Die Sprecherin des Rhein-Neckar-Kreises, Silke Hartmann, berichtet von zwei Fällen von Wilderei, die im vergangenen Jahr bei der Polizei angezeigt wurden – in Schönbrunn und in Hockenheim. „Es handelte sich jeweils um einen Einzelfund, so dass nicht von Wilderei im größeren Ausmaß ausgegangen wird“, so Hartmann. Ende des vergangenen Jahres meldete sich zudem ein Schriesheimer Jagdpächter bei der Polizei, weil er zwei tote Rehkitze in seinem Revier vorgefunden hatte – die Köpfe und Schulterblätter waren laut Polizei „fachgerecht abgetrennt“.
Imageschaden für Jäger?
Wer illegal jagt, muss mit einer Geldstrafe bis zu 1500 Euro rechnen, in bestimmten Fällen drohen Haftstrafen bis zu fünf Jahren, beispielsweise, wenn es sich laut Gesetzestext um „gewerbsmäßige oder gewohnheitsmäßige Taten“ handelt, um Wilderei in der Nacht- oder Schonzeit oder wenn Schlingen zum Einsatz kommen. „Die Morde in Kusel machen mich bis heute sprachlos“, sagt der Odenwälder Krellmann. Neben dem Entsetzen habe sich ihm schnell auch ein Gedanke aufgedrängt: „Hoffentlich war das kein Jäger.“ Nach kurzer Zeit kursierten schnell Nachrichten darüber, dass der mutmaßliche Täter seinen Jagdschein 2020 verloren haben soll. „Das hat mich beruhigt und darin bestärkt, dass unser System funktioniert“, sagt der Kreisjagdberater für den Odenwaldkreis.

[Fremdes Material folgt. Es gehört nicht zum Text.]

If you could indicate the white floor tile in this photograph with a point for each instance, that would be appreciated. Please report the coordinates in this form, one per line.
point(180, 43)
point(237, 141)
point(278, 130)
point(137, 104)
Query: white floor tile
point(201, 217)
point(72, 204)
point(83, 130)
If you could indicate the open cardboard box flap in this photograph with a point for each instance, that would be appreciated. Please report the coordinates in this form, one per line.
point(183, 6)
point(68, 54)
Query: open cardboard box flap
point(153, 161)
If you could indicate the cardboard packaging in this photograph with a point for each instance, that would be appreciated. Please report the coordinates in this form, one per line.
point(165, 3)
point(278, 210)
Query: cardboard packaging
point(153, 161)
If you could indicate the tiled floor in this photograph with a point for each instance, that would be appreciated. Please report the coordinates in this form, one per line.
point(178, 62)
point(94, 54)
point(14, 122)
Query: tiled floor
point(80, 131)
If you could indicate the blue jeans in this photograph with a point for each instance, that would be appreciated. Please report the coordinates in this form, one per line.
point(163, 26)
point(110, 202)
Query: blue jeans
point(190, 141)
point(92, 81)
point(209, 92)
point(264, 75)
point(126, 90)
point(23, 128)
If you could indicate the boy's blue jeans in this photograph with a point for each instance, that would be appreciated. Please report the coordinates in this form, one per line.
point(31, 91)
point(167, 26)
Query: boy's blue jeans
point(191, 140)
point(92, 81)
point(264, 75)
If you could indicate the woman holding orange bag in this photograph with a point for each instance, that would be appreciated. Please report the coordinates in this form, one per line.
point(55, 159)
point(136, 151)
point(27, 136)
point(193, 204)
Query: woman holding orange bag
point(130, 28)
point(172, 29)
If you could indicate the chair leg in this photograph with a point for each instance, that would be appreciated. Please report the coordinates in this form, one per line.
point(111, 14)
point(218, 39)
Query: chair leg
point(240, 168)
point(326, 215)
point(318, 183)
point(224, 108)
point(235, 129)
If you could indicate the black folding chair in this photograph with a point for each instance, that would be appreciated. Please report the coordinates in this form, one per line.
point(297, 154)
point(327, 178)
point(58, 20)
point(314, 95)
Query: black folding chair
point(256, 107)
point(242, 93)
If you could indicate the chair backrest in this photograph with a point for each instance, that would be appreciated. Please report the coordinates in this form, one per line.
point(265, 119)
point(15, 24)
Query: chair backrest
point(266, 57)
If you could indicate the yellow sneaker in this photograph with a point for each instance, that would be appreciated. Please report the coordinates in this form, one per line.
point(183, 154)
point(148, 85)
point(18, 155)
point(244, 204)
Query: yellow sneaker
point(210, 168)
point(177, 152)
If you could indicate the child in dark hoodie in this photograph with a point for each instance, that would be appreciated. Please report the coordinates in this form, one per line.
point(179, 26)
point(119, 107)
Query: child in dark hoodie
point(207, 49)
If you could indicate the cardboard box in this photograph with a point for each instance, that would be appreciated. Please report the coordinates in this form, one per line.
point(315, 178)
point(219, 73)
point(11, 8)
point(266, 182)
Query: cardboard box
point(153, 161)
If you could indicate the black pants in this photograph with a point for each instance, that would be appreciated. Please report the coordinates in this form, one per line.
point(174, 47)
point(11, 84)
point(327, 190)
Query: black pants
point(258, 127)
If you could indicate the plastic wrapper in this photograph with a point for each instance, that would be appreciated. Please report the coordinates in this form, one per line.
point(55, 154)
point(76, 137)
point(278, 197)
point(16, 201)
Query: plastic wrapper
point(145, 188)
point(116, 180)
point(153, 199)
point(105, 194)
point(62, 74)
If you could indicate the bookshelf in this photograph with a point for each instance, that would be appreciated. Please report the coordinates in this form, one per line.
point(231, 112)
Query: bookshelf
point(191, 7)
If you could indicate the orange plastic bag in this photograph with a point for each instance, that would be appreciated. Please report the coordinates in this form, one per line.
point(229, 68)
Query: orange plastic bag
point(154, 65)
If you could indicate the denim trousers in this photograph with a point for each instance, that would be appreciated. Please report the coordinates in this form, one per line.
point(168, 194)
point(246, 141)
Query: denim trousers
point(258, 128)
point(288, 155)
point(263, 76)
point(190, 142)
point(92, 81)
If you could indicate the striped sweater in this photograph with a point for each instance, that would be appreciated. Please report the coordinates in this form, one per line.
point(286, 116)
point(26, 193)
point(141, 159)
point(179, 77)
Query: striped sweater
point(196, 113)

Wer einen Jagdschein machen möchte, muss hohe Hürden nehmen. Mindestens sechs Monate dauert die Ausbildung, die klassischerweise an Jagdschulen oder bei Kreisgruppen der Landesjagdverbände absolviert wird. Am Ende der Ausbildung steht eine dreiteilige Prüfung. Diese besteht aus einer Schießprüfung, einem schriftlichen und einem mündlichen Prüfungsteil, in dem etwa Grundlagen der Biologie, Waffenkunde und im Umweltrecht abgefragt werden. „Unsere Ausbildung dauert ein Jahr“, sagt Krellmann. Dazu gehörten viele Präsenztermine und Exkursionen, auch am Wochenende. „Ich denke, das ist auch gut so, weil wir diejenigen anziehen möchten, die es wirklich ernst meinen. Tatsächlich tut das dem Andrang keinen Abbruch – die Jagdschulen sind voll, wir sind auf zwei Jahre ausgebucht“, sagt er.
Und so hoffen die Jäger, dass ihr Brauchtum keinen Imageschaden nimmt. „Man muss ganz klar sagen: Der Mann war ein illegaler Waffenträger“, sagt Krellmann. Ein „illegaler Waffenträger“, der auf brutalste Weise zwei Menschen getötet hat. „Was dieser Mann getan hat, hat mit Jägerei nichts zu tun. Aber das wird glücklicherweise auch sehr gut getrennt“, sagt Henner, der Kreisjagdmeister – und Kriminalbeamte.